Still, for all its power and beauty, there were real limits to what could be said within my faith tradition. Like any other identity, religious identities and their attending traditions need boundaries, which often become walls. I thus grew frustrated and sought more freedom to speak and to think. Encouraged by my spiritual mentors in the seminary, I found that freedom within the academy, where one is actively encouraged to say what one thinks, as long as one can support such claims with evidence and a convincing defense of one's method‑that is, how exactly one arrived at one's conclusions. Here is an entire culture that exists, ideally anyway, for the sake of professing the truth, comfortably or uncomfortably.

All three disciplines (spiritual direction, psychoanalysis, and the intellectual life), moreover, were intimately bound up with a fourth esoteric technology of Western cultural history‑the mystical life, that is, the quest for a felt and transformative union with the divine. Etymologically speaking, the mystical (mustikon) is quite literally "the secret," "the hidden." Although it is certainly filled with its own secrets , perhaps one of the defining features of the mystical life is its collapsing of the inside and the outside, a kind of fusion or boundary crossing that recognizes no ultimate differentiation from the rest of the universe, be it naturally or culturally defined. If human identity can develop and survive only through processes of psychic differentiation, here we have an ultimate denial of differentiation and, with it, an irrepressible desire to speak and write secrets, that is, to cross those boundaries and transgress those assumed customs, identities, and protective measures that give security to the ego, all the while affirming both the potential terror and suffering of this process and the power of this most radical of denials‑the denial of (ultimate) difference itself.
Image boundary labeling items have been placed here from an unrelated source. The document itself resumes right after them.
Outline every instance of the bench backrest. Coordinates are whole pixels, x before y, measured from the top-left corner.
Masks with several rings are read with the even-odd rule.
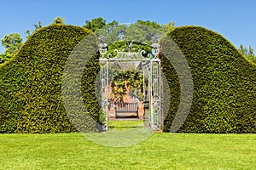
[[[115,111],[133,112],[138,110],[137,103],[119,103],[115,105]]]

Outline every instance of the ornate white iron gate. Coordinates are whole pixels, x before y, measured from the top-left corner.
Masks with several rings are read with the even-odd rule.
[[[143,121],[144,128],[156,131],[161,129],[161,80],[160,80],[160,60],[157,58],[160,45],[152,44],[152,54],[143,57],[145,51],[132,52],[132,42],[128,44],[126,51],[115,49],[116,55],[106,56],[108,52],[106,43],[99,44],[99,52],[102,57],[100,63],[100,89],[98,99],[101,100],[101,107],[106,114],[105,130],[108,127],[108,88],[109,88],[109,69],[113,64],[118,63],[121,70],[141,69],[143,73]]]

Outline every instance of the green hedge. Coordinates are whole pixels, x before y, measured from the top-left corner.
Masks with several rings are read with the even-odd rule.
[[[68,56],[90,33],[66,25],[39,29],[14,58],[0,65],[0,133],[76,131],[64,108],[61,81]],[[179,132],[255,133],[255,64],[222,36],[205,28],[179,27],[166,36],[186,57],[194,81],[192,106]],[[95,90],[97,59],[94,55],[87,63],[81,84],[84,103],[96,121],[99,112]],[[178,108],[180,84],[169,60],[165,56],[161,60],[169,83],[164,88],[170,88],[172,95],[165,98],[171,99],[164,121],[164,131],[168,132]],[[81,128],[91,126],[79,123]]]
[[[255,64],[221,35],[202,27],[178,27],[166,36],[186,57],[194,82],[192,106],[178,132],[256,133]],[[178,108],[180,88],[173,66],[161,57],[172,95],[164,121],[164,131],[168,132]]]
[[[90,33],[73,26],[44,27],[29,37],[14,58],[1,65],[0,133],[75,131],[63,106],[62,71],[72,50]],[[94,61],[88,64],[89,74],[84,72],[83,85],[96,80],[96,74],[90,74],[98,70],[98,65],[91,65]],[[84,91],[83,95],[87,94]],[[90,110],[98,108],[96,100],[86,104]],[[96,113],[91,114],[96,119]]]

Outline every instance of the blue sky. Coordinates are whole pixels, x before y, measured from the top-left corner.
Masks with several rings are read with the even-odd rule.
[[[175,21],[177,26],[201,26],[224,35],[236,47],[251,45],[256,52],[255,0],[0,0],[0,38],[25,31],[38,20],[49,25],[61,16],[67,24],[84,26],[102,17],[110,22],[137,20],[160,24]],[[4,51],[0,47],[0,53]]]

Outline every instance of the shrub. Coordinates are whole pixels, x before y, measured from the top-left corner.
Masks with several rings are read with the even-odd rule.
[[[0,133],[75,131],[63,106],[62,71],[72,50],[90,33],[84,28],[67,25],[38,29],[17,54],[0,67]],[[83,80],[87,82],[83,84],[96,79],[96,74],[90,72],[96,72],[97,65],[91,66],[91,63],[84,74]],[[84,95],[88,93],[90,91]],[[96,102],[86,104],[93,105],[88,106],[90,110],[98,107]]]
[[[256,133],[256,65],[224,37],[199,26],[176,28],[166,36],[180,48],[191,69],[194,94],[181,133]],[[164,122],[168,132],[178,108],[179,82],[162,57],[172,94]]]

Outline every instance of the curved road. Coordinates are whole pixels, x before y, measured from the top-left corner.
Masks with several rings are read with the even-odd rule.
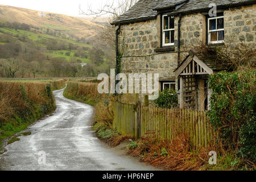
[[[19,141],[6,146],[0,168],[3,170],[154,170],[119,155],[95,136],[91,128],[93,107],[53,92],[56,110],[23,132]],[[45,164],[42,154],[46,154]]]

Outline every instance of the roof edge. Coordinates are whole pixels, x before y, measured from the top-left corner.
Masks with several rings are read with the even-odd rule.
[[[217,8],[218,9],[225,9],[228,7],[237,7],[239,6],[246,6],[246,5],[251,5],[256,3],[255,0],[250,0],[249,1],[247,1],[245,2],[240,2],[234,4],[228,4],[228,5],[217,5]],[[202,8],[202,9],[195,9],[195,10],[187,10],[184,11],[178,11],[178,12],[172,12],[170,14],[168,14],[168,15],[176,15],[178,14],[182,14],[182,15],[187,15],[191,13],[201,13],[205,11],[208,11],[210,9],[209,7],[207,8]]]
[[[141,18],[137,18],[137,19],[131,19],[129,20],[127,20],[125,21],[120,21],[120,22],[113,22],[110,23],[111,25],[118,25],[118,24],[127,24],[129,23],[137,23],[137,22],[144,22],[147,20],[151,20],[154,19],[156,19],[157,17],[157,15],[154,16],[148,16],[148,17],[143,17]]]

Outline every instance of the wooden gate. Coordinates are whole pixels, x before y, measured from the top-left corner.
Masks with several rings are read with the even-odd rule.
[[[197,105],[196,82],[194,75],[183,76],[184,108],[195,110]]]

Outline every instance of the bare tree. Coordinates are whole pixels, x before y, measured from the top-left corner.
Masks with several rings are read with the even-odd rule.
[[[138,0],[109,0],[100,8],[94,9],[92,5],[88,6],[86,11],[83,11],[80,6],[80,14],[93,16],[97,18],[102,16],[108,18],[108,23],[99,27],[99,39],[105,42],[105,44],[110,46],[114,49],[115,46],[115,27],[111,26],[110,23],[119,15],[130,9]]]

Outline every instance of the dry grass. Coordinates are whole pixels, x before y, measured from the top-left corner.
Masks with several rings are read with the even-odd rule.
[[[53,98],[47,92],[47,84],[43,83],[0,81],[0,123],[28,109],[31,104],[52,103]]]

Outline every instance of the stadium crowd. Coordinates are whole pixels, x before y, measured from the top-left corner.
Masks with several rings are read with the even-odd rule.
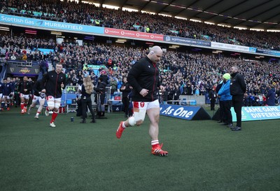
[[[59,0],[4,0],[1,13],[280,50],[279,34],[239,30],[149,13]],[[78,14],[77,13],[78,13]]]
[[[29,52],[31,47],[48,48],[53,50],[43,55],[40,51]],[[100,68],[107,75],[108,85],[120,91],[122,78],[127,76],[131,66],[146,55],[148,50],[141,48],[126,48],[105,44],[75,43],[58,45],[49,39],[27,38],[24,36],[2,36],[0,38],[1,56],[7,60],[36,60],[40,63],[50,61],[53,66],[62,63],[66,73],[67,85],[81,85],[83,78],[89,75],[95,81],[97,75],[88,65],[105,65],[108,70]],[[25,57],[24,57],[25,56]],[[280,67],[278,63],[246,60],[223,55],[186,53],[174,51],[164,52],[160,63],[160,78],[166,90],[164,101],[178,99],[180,94],[206,95],[216,87],[221,75],[228,72],[231,66],[237,65],[247,84],[246,106],[265,105],[265,96],[274,88],[276,104],[280,94]],[[44,71],[47,69],[45,69]],[[176,93],[177,92],[177,93]],[[177,96],[175,96],[176,94]]]

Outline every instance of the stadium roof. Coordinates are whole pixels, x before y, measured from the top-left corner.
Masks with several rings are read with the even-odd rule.
[[[279,0],[88,0],[87,1],[232,27],[280,30]]]

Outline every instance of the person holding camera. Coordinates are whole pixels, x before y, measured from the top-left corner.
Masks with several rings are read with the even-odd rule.
[[[95,102],[97,103],[97,115],[99,117],[103,117],[105,115],[104,101],[106,85],[106,78],[104,78],[102,76],[100,76],[98,78],[97,87],[94,87],[94,91],[97,92]]]
[[[92,114],[92,121],[90,122],[95,122],[94,112],[92,110],[91,99],[91,95],[93,93],[93,88],[94,86],[90,76],[88,76],[84,78],[83,83],[81,86],[80,100],[82,103],[83,120],[80,123],[85,123],[88,108],[90,109],[90,113]]]

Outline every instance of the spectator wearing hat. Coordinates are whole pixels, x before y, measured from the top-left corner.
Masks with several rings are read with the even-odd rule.
[[[228,73],[223,76],[223,84],[218,92],[218,96],[220,97],[221,102],[220,112],[223,111],[225,113],[225,118],[223,125],[227,125],[227,127],[232,127],[232,115],[230,111],[232,106],[232,95],[230,91],[230,74]]]
[[[267,106],[275,106],[275,97],[276,97],[276,93],[275,93],[275,88],[273,85],[269,85],[269,90],[268,90],[268,93],[266,95],[267,97]]]

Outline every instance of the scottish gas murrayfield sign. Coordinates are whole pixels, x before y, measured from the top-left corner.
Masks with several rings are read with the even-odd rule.
[[[236,114],[231,108],[232,121],[236,122]],[[280,106],[242,107],[242,121],[276,120],[280,118]]]
[[[33,27],[34,28],[45,28],[56,29],[58,31],[69,31],[79,32],[90,32],[95,34],[104,34],[104,28],[99,27],[88,26],[83,24],[72,24],[62,22],[34,19],[18,17],[5,14],[0,14],[0,22],[4,24],[20,24]]]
There can be no secrets in deep communion or unity, for a secret demands at least two separated selves. On this level, at least, the mystical is a kind of complete and troubling, even scandalous transparency

It was this quadruple training‑at once deeply religious and deeply suspicious‑that made my hermeneutical encounters with the published "public secrets" of a Bengali textual corpus virtually inevitable and produced my first book, Kdlis Child: The Mystical and the Erotic in the Life and Teachings of Ramakrishna, a psychoanalytically informed study of the erotic mysticism of the Hindu saint Ramakrishna Paramahamsa (1836‑1886). But none of these cultural practices‑not confession, not spiritual direction, not psychoanalysis, not Christian mysticism‑prepared me for the cross‑cultural and theoretical complexities of what it would mean to study and write about someone else's secrets (another mystical denial of difference), even if (a) these were not private at all but were in fact published in texts available to quite literally millions of readers, and (b) they would soon become my secrets as well, as the texts transformed my own psyche, body, and life. The heart of the present book is the story of the latter hermeneutical‑mystical process and how it informs my theorizing about the history of mysticism. It is about a kind of manic creative possession, a mildly dissociative trancelike state that was first induced by a hermeneutical encounter with the Bengali texts and out of which I would later think and write and speculate, "speculation" here understood not as a kind of groundless guessing, but as a type of intuitive visionary experience (speculare, "to see") in the necessary mirror (speculum) of the texts as both other and self.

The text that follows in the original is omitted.